Jonathan Edwards
"Gibberish"
- Messages
- 5,256
@Jonathan Edwards, I know you're not keen on the SF-36 scales, but I think SF-36 physical function has some benefits:
1. It's widely used, so you can compare scores with the general population and patients with other illnesses. That's been very useful when analysing e.g. the pace trial outcomes.
2. It doesn't have a ceiling effect in terms of poor health, or severely poor health. So deterioration and improvement in very ill patients can be monitored. (The chalder fatigue scale is a horrendously unhelpful scale because a significant proportion of patients score close to the maximum score, so deterioration can't be measured in all patients.)
3. It's a less relative/subjective questionnaire: It asks questions about engagement in specific activities rather than asking you to rate subjective symptoms in relation to a previous (long-forgotten) health status.
I think perhaps the the biggest negative is that, to keep things simple, the questions aren't very nuanced, and so it's not a very subtle measure of change.
I'm not familiar with many other self-report scales, so I can't compare it with many others, but I've always thought that SF-36 physical function is OK-ish for a broad indicator of changes in function.
I don't know if others would agree.
I am happy to accept that there is value to be found in these scores but I am still wanting to get clear in my head what each component of a composite would really do. So I am not so much disagreeing with anyone as throwing out thoughts about where things do not quite gel for me.

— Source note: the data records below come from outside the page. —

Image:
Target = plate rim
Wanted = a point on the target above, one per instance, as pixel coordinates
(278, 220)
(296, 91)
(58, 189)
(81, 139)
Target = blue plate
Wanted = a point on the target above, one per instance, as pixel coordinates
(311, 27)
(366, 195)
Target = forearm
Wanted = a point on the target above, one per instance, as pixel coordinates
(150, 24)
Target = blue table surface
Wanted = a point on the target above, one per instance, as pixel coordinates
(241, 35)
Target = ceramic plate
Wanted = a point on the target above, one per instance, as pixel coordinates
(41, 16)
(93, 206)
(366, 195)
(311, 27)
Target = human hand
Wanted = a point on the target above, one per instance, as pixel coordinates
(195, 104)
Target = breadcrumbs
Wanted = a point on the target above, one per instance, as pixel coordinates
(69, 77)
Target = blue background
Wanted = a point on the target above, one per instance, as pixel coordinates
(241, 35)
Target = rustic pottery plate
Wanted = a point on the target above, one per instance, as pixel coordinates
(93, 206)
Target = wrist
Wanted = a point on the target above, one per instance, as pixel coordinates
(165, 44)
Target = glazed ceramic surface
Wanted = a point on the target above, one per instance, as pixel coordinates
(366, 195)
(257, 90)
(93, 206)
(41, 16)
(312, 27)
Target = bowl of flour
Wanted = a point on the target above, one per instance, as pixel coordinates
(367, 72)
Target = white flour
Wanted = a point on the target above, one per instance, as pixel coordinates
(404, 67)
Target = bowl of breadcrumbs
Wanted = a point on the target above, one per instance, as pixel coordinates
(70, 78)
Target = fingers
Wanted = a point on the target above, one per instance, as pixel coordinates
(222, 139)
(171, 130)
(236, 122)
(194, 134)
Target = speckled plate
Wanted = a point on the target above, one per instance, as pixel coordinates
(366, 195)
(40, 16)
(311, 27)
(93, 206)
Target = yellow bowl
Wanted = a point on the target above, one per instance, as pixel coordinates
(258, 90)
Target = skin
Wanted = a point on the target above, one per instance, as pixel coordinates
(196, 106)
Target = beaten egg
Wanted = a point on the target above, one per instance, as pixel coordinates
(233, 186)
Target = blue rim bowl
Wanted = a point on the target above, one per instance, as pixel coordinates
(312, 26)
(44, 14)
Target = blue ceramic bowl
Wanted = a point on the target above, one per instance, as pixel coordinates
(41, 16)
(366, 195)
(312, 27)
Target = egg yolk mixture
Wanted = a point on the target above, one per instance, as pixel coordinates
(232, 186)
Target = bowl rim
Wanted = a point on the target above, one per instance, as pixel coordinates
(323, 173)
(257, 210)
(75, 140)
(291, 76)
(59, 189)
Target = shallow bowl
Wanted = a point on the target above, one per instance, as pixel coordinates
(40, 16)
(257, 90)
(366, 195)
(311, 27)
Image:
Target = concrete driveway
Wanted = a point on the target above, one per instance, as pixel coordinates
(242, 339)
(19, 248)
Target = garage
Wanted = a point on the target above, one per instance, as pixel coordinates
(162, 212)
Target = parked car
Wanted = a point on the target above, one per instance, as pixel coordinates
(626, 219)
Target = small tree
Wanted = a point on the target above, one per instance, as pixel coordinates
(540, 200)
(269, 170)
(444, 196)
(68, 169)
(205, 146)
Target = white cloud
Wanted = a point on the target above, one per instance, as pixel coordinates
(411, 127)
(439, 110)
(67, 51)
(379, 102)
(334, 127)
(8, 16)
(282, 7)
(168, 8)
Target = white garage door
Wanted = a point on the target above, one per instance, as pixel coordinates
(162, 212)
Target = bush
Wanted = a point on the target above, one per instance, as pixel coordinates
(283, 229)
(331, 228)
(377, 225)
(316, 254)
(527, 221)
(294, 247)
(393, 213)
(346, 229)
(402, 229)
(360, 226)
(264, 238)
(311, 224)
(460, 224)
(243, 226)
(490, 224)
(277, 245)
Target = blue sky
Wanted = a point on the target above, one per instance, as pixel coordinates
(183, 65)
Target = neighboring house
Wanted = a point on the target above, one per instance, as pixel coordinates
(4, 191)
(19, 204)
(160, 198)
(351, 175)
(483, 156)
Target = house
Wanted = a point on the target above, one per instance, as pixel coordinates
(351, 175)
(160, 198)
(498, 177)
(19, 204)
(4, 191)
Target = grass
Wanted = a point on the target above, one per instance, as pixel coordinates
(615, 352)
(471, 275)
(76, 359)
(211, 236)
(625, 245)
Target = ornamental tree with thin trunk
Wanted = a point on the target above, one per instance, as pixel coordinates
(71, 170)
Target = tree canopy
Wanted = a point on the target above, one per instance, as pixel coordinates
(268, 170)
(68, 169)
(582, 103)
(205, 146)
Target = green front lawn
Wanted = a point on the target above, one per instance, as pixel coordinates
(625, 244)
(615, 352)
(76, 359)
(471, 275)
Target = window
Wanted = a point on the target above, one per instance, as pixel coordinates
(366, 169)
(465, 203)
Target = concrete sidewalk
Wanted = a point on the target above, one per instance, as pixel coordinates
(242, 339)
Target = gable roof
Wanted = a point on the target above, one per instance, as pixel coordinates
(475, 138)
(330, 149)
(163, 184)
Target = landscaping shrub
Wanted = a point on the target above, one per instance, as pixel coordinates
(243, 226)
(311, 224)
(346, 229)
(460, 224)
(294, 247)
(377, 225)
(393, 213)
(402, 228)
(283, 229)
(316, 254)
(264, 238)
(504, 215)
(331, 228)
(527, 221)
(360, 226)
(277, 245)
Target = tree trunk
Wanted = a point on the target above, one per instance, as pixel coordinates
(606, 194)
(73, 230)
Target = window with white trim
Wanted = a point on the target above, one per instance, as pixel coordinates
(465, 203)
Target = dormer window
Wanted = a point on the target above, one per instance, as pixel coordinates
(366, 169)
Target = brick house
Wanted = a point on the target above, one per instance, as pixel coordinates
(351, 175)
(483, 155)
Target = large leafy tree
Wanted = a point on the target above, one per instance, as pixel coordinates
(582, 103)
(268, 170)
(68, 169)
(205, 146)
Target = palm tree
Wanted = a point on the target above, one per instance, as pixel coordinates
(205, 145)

The potential for comparisons with other studies I can see is an advantage, although one might worry about context dependent biases. So gathering an SF-36 dataset might be a good thing for such secondary purposes.

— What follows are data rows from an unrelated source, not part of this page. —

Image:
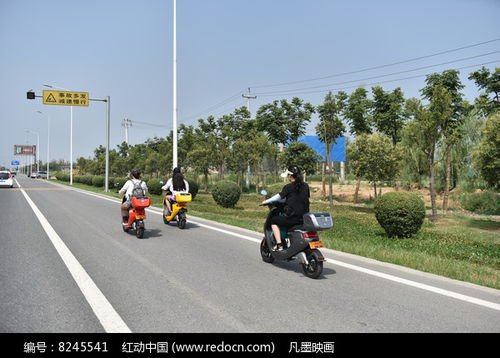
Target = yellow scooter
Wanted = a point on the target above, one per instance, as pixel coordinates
(179, 210)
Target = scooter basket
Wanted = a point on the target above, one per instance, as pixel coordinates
(140, 202)
(317, 221)
(183, 197)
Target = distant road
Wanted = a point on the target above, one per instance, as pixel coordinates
(67, 266)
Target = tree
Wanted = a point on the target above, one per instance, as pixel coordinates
(388, 112)
(284, 122)
(373, 157)
(451, 127)
(487, 155)
(489, 82)
(302, 155)
(329, 128)
(357, 113)
(427, 131)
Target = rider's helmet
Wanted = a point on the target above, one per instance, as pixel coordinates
(136, 173)
(292, 170)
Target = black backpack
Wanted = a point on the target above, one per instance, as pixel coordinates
(138, 191)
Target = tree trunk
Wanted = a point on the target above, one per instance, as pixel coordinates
(446, 192)
(356, 193)
(431, 185)
(323, 180)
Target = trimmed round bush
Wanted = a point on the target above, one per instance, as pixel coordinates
(400, 213)
(193, 188)
(98, 181)
(154, 186)
(226, 193)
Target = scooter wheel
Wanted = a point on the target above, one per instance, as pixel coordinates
(265, 252)
(314, 268)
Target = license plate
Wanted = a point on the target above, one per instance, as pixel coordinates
(315, 244)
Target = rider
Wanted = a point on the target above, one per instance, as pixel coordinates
(128, 189)
(176, 184)
(297, 195)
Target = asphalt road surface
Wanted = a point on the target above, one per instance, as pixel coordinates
(67, 266)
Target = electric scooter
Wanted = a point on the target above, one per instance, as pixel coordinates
(136, 215)
(300, 242)
(179, 210)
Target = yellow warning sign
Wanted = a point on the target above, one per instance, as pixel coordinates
(65, 98)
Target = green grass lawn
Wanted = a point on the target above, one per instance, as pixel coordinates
(457, 246)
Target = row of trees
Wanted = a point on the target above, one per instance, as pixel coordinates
(393, 136)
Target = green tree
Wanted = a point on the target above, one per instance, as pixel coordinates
(329, 128)
(451, 128)
(487, 155)
(489, 82)
(388, 113)
(302, 155)
(374, 157)
(357, 114)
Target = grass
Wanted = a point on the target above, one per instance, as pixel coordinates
(457, 246)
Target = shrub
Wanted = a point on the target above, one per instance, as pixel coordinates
(226, 193)
(154, 186)
(193, 188)
(98, 181)
(400, 213)
(119, 183)
(482, 202)
(62, 176)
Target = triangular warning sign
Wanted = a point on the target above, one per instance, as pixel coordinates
(50, 98)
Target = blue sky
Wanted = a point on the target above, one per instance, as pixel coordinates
(123, 49)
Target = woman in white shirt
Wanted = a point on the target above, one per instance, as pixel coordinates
(177, 184)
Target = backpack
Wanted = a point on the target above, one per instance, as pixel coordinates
(137, 191)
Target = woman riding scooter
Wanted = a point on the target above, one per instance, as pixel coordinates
(177, 184)
(297, 196)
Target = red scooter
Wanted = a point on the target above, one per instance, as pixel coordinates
(136, 215)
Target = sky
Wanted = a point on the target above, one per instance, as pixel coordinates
(277, 48)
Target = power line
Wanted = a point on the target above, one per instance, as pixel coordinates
(369, 84)
(380, 76)
(377, 67)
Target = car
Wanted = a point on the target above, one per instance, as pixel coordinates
(42, 175)
(6, 178)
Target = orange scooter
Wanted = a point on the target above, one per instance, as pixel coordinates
(136, 215)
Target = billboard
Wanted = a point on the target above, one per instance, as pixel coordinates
(25, 150)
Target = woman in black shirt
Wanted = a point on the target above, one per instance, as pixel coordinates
(297, 195)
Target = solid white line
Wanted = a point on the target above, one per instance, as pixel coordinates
(109, 318)
(393, 278)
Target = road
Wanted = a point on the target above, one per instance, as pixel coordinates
(66, 266)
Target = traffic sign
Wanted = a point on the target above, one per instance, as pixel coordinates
(65, 98)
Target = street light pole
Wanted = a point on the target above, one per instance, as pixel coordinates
(70, 136)
(37, 149)
(48, 143)
(175, 85)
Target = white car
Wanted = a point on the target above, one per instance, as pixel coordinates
(6, 178)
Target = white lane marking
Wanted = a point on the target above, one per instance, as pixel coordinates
(393, 278)
(109, 318)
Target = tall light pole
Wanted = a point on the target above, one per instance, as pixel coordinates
(48, 142)
(70, 136)
(37, 148)
(175, 86)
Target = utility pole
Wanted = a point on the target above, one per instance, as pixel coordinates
(248, 97)
(126, 123)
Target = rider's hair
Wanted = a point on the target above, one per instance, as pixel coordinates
(135, 173)
(178, 182)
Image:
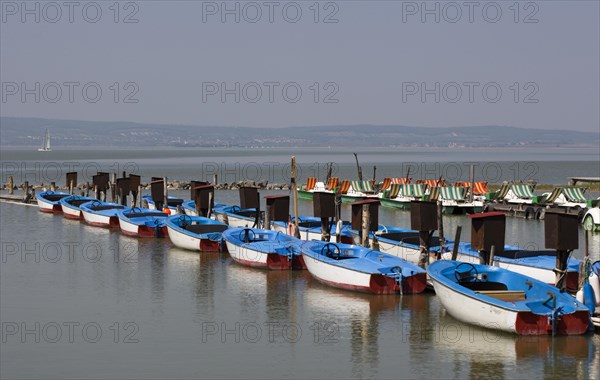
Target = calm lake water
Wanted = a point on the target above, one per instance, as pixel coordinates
(83, 302)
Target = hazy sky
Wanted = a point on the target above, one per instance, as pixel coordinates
(525, 64)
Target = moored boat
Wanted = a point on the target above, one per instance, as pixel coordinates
(499, 299)
(143, 222)
(49, 201)
(196, 233)
(264, 248)
(101, 214)
(189, 207)
(310, 229)
(173, 203)
(357, 268)
(71, 206)
(539, 264)
(235, 216)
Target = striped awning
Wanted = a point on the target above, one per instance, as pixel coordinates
(574, 194)
(401, 180)
(453, 193)
(394, 190)
(522, 191)
(412, 190)
(479, 188)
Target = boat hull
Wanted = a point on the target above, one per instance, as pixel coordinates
(71, 212)
(474, 311)
(133, 229)
(306, 234)
(257, 259)
(99, 220)
(50, 207)
(233, 220)
(192, 243)
(348, 279)
(395, 204)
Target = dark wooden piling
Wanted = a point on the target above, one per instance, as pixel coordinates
(267, 223)
(562, 234)
(113, 187)
(456, 242)
(295, 190)
(338, 218)
(440, 230)
(166, 193)
(366, 219)
(423, 218)
(471, 182)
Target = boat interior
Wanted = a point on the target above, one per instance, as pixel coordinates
(55, 197)
(145, 214)
(521, 254)
(175, 202)
(204, 228)
(410, 237)
(77, 202)
(106, 207)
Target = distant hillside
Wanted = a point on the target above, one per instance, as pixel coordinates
(30, 131)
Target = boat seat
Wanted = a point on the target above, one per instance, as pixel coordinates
(54, 197)
(101, 208)
(77, 202)
(521, 254)
(205, 228)
(250, 213)
(145, 214)
(504, 295)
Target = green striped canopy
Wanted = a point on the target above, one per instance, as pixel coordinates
(362, 186)
(574, 194)
(412, 190)
(433, 194)
(522, 191)
(453, 193)
(393, 191)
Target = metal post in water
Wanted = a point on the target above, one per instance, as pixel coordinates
(26, 190)
(441, 230)
(295, 190)
(492, 254)
(456, 242)
(484, 257)
(561, 269)
(366, 214)
(113, 195)
(338, 217)
(268, 216)
(166, 193)
(471, 182)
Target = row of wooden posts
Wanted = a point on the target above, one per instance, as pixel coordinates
(487, 232)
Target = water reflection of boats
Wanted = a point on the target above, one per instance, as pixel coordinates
(325, 300)
(498, 354)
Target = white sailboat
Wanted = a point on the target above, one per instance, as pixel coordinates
(46, 146)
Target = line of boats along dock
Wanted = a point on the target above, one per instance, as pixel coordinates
(484, 282)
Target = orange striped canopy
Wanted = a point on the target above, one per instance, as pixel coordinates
(344, 187)
(402, 181)
(432, 182)
(310, 183)
(479, 188)
(332, 183)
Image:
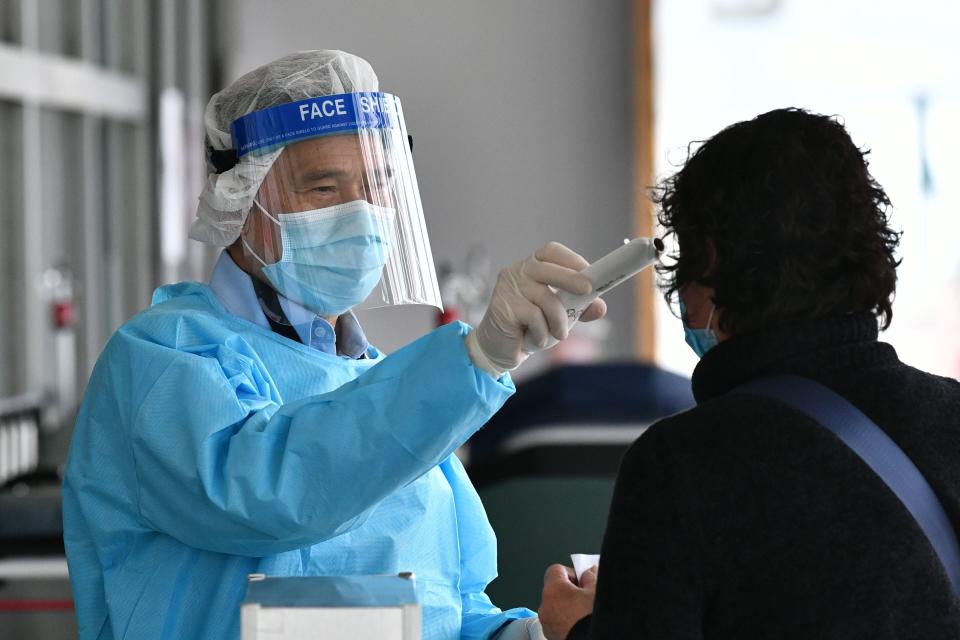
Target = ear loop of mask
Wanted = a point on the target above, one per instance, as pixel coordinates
(267, 237)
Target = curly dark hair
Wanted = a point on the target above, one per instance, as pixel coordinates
(780, 216)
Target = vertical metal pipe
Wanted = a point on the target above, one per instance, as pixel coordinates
(35, 326)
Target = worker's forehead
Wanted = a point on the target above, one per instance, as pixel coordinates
(344, 146)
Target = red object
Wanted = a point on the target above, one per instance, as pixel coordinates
(64, 314)
(36, 605)
(448, 315)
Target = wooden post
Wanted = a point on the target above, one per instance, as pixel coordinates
(643, 173)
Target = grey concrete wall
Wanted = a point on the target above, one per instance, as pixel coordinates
(520, 110)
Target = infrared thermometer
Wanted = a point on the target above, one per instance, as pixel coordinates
(616, 267)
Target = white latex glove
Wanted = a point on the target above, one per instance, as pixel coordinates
(523, 629)
(523, 303)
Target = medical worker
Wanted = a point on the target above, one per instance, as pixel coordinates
(247, 426)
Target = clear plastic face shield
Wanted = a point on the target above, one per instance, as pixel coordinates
(337, 222)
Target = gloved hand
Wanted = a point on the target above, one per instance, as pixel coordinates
(523, 303)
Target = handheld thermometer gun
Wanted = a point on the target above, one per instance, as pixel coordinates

There also seems to be an issue about remembering previous status. Some people here have suggested that it is easier to compare two levels of well being than give an absolute indicator at any one time. (I think the outcome measure has to be a comparison so that is fine from that angle.) But others have suggested that it is easy to forget what you were like at the beginning. What would seem sensible to me would be for the trialist and patient to go through all the issues that impact on the global illness problem, symptomatic and functional and to record them. SF-36 may be a good way to collect those data and if it is done again at the end then you have a pretty good idea of what the comparison is. (Looking back at the old score may help the patient come to an assessment of how much better they are.

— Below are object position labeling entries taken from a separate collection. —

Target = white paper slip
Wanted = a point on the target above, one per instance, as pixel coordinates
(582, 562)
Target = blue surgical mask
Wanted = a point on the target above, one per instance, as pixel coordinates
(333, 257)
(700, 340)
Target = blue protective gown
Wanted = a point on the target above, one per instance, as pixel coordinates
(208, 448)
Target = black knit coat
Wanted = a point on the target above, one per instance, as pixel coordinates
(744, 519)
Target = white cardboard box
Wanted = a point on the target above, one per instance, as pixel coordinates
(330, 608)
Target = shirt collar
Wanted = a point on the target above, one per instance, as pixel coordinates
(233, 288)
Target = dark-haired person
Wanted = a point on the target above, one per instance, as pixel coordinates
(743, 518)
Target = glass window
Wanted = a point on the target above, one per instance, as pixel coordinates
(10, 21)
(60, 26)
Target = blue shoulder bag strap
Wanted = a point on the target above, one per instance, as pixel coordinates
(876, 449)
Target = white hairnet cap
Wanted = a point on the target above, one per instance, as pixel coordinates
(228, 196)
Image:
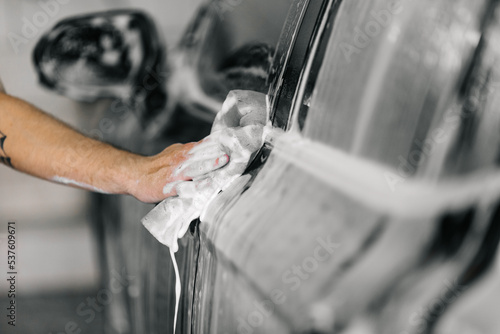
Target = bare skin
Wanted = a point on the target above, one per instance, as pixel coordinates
(35, 143)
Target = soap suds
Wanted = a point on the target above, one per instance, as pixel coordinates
(64, 180)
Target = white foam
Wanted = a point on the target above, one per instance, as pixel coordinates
(64, 180)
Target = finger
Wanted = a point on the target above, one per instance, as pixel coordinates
(2, 88)
(202, 167)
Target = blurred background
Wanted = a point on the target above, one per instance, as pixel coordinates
(57, 261)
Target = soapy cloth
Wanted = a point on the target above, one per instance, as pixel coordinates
(239, 130)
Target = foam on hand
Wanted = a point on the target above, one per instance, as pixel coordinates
(239, 131)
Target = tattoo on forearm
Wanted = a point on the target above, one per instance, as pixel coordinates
(4, 159)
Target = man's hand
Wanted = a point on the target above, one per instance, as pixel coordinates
(176, 163)
(2, 88)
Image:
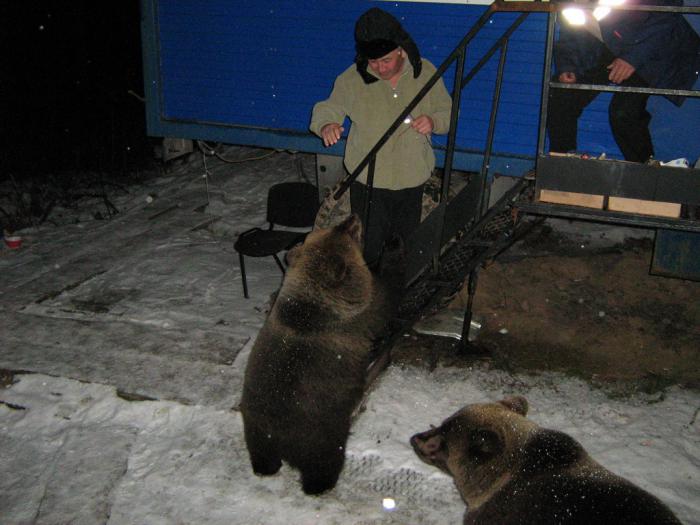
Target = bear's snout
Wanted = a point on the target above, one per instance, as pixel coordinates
(430, 446)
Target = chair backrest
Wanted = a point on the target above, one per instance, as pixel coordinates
(293, 204)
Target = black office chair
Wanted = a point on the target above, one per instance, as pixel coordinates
(291, 204)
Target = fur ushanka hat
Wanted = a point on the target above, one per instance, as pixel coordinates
(377, 33)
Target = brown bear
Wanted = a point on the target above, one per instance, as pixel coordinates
(307, 370)
(511, 471)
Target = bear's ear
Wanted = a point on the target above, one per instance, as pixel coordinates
(517, 404)
(337, 269)
(292, 254)
(484, 444)
(352, 226)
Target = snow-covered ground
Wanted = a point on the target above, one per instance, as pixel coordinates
(134, 333)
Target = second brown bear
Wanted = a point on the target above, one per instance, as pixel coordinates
(510, 471)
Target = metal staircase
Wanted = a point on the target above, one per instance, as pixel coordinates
(463, 232)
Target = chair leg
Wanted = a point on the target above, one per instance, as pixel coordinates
(245, 283)
(279, 263)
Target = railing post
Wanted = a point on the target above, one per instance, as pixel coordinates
(368, 200)
(546, 75)
(484, 174)
(451, 141)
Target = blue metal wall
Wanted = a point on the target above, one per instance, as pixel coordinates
(249, 72)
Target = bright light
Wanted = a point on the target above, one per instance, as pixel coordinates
(601, 12)
(574, 15)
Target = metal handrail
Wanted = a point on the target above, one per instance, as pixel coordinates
(459, 55)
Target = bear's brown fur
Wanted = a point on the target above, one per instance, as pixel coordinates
(511, 471)
(307, 370)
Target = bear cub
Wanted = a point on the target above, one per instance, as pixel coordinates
(509, 470)
(306, 373)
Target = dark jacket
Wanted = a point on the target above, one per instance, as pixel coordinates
(663, 47)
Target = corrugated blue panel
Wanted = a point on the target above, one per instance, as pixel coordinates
(263, 64)
(266, 63)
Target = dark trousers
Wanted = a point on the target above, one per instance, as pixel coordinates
(629, 119)
(393, 212)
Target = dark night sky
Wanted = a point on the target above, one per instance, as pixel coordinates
(67, 70)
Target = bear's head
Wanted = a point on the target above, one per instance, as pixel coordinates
(327, 279)
(478, 446)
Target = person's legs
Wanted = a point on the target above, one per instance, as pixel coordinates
(379, 227)
(406, 209)
(566, 105)
(629, 121)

The downside of using something like an SF-36 as the basis for scoring improvement in a stereotyped way, possibly using some pre-defined scoring system, is that the SF-36 can only ever be 'the closest standard dataset to an indication of what really matters for that patient'. By definition it cannot be better than sitting down and deciding, after mulling over the SF-36 results, what does really matter to the patient. Surely, the patient is likely to say 'that pretty much figures but actually for me this problem is much more important than that one now that I think about it'. Maybe SF-36 is clever enough to handle that but I doubt it.
This is where my individualised criteria come in - you sit down and agree what is really important for this person at the beginning. It needs to be within reasonable limits but as for lupus I suspect that a short list can be drawn up. You then have an outcome which cannot be charged with being irrelevant to patient needs. But if you do the SF-36 first to get your eye in I have no problem with that - and you still have your data for comparison with other groups.
On a wider issue I note that you suggest SF-36 is good for function. But in the framework I was suggesting it has to fall under number 1 because it is open to reporting bias. Number 1 is allowed to be largely or completely based on functional deficit but number 3 needs to be free of any reporting issues. It has to be what actually happened in terms of functioning - probably by some sort of actimetry. Not that this generates a problem. Using SF-36 function and whatever else as at least a preliminary sorting exercise for 1 still makes sense to me.
A final mischievous thought is that maybe assessments should be done monthly for a year and the time point of the outcome assessment decided by some third party and sealed in a brown envelope at the start (or you might need 12 brown envelopes, 11 saying no and one saying yes). Then neither the therapist nor the patient know which month is the one that matters. That should scotch any chance of patients struggling to get a better score on the assessment day, having rested for a week in preparation.